Beyond M&A evaluations, employee reviews are increasingly used as an evaluation criterion for supplier stability by procurement and Wall Street looks at it as part of a company’s stock analysis. CEOs need to pay close attention to these reviews and not see it as only an HR or marketing metric. Employees represent the company and can be the best brand advocates, which leads me to my point that Marketing is not only an external initiative but an internal one as well. Companies with a mission, vision, and value statements are ubiquitous. Where the disconnect happens is when values are set at the top, but not communicated effectively to the rest of the company or externally. The importance placed on culture and the effective “marketing” of philanthropy and business is where Salesforce excels.
 
So how can other C-Suites learn from Salesforce’s example? From the marketing perspective, I suggest that Chief Marketing Officers (CMO) partner with the Chief Human Resources Officer (CHRO) to market “culture” and to build and promote employee engagement campaigns.

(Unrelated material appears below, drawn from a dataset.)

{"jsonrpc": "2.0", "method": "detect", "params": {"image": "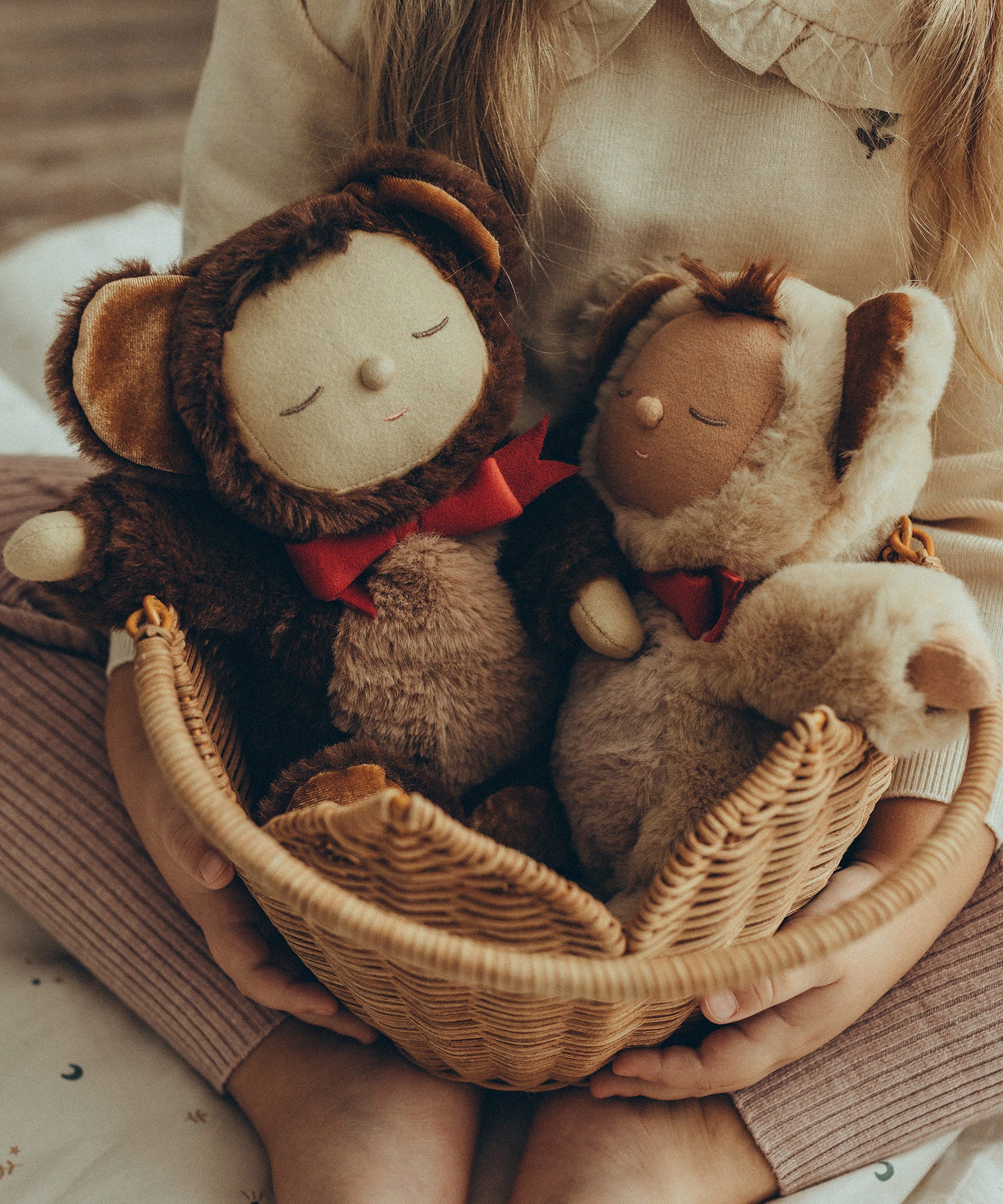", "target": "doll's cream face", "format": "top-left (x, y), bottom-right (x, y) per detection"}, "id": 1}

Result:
top-left (223, 231), bottom-right (487, 494)
top-left (597, 310), bottom-right (784, 516)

A few ideas for CMOs and CHROs to partner on include:
 
  • Start with a great onboarding experience - Create a welcome video or provide a live session focused on corporate values to start the process. Provide a kit with branded gifts as a welcome to new employees and offer a session on the use of social media to improve their personal social presence and brand advocacy.
     
  • Create Employee Journeys - Flip the concept of marketing journeys inward and place new hires and other employees through an employee “journey”. Companies such as Qstream and Worktap can provide branded portals and/or employee onboarding programs complete with gamification to keep them engaged.
     
  • Celebrate Employee Successes - Create an internal communications newsletter or on the company intranet, celebrate and market employee milestones and successes.
     
  • Place Equal Importance on Employee NPS   - NPS (Net Promoter Score) isn’t just for customers anymore. Create an NPS survey for employees on whether they would recommend the company to a friend. This is the same as the recommend score on Glassdoor. HR can work the nuances of the survey and Marketing can assist with promoting the survey through the internal communications process.
Although this blog focused on the partnership between Marketing and HR, corporate culture has to start at the very top with the CEO. The reason the 1-1-1 movement continues to grow and that Salesforce has a Chief Equality Officer is because Marc Benioff makes culture a priority. At the time of this blog, Marc Benioff has a 97% CEO approval rating on Glassdoor and 85% of employees would recommend the company to a friend. 
 
Back at the Analyst Event, Salesforce included a volunteer activity for the charity, Family Giving Tree, to assemble backpacks for K-12 underprivileged children in the San Francisco area. While assembling the backpack I couldn’t help but think about the child about to receive the pack I helped put together. Getting a deeper dive on Salesforce’s go-to-market plans and making a small difference? Time well spent for the first week of 2017.